Actions and Detail Panel
Financial Management for the Professional Engineer
Sat, April 1, 2017, 8:00 AM – 5:00 PM CDT
It is not uncommon for engineering firm principals, project managers and technical staff to become confused and handcuffed when confronted with firm financial matters. After all, you were trained as an engineer, not an accountant. This program is designed to peel away the layers of mystery and provide you with the necessary basics - specifically as they pertain to engineering firm management. You will return to your office energized by new found financial skills, increased confidence, and a set of simple yet powerful tools and procedures you will use day in and day out to understand and manage your firm.
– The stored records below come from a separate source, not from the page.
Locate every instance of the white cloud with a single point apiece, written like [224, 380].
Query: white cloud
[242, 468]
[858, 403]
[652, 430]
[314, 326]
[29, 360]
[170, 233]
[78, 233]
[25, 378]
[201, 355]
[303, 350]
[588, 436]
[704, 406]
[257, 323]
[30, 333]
We will explore the ins and outs of the income statement, company budgeting and the financial aspects of project management. Learn the difference between cash basis versus accrual basis revenue and expense recognition methods (and when, and when not, to use each method). Understand gross revenue, net service revenue, direct expenses and reimbursements. Learn how overhead is determined and how it applies to individual projects. Come to grips with establishing a company budget. Of the four possible types of company budgets any firm may choose to do, find out which of the four is absolutely crucial. Become proficient in extracting and then using key financial measurements such as the effective multiplier, breakeven overhead rate, target billing multiplier and labor utilization percentage. Find out how to create a no nonsense financial instrument dashboard for your firm that will allow you to efficiently, effectively and confidently follow and manage your practice. Understand the link between firm financial operations and project management. See how to relate companywide financial performance down to any individual project in your office, or to relate any individual project, or group of projects, back to the company statement. Find out why traditional profit center accounting by department or office - all the rage at larger firms - is generally a bad idea. Discover new ways to increase cash flow - the lifeblood of any organization.
We will also delve into the intricacies of the balance sheet, concepts of firm valuation and ownership transition. Items of income and expense are recorded on a company’s income statement. The balance sheet reflects capital transactions, assets, liabilities and shareholders equity. Understand the nature and differences between short term and long term assets and liabilities. Learn how to extract and use key balance sheet indicators such as current ratio, debt to worth and working capital. Become comfortable with accounting terms such as leverage, capitalization, off balance sheet financing and liquidity. Gain insight as to what to look for when reading any firm’s annual report from its outside accountants. Discover how and when you should just say no to your bank when they require the shareholders to personally guarantee loans made to the company. Examine various concepts for determining firm value and why a firm can be worth more or less depending on choices made years before you ever attempt to sell. Learn why ownership transition is very much more than just moving dollars around - that is the easy part. Go through the pros and cons of an inside sale versus a sale to outsiders.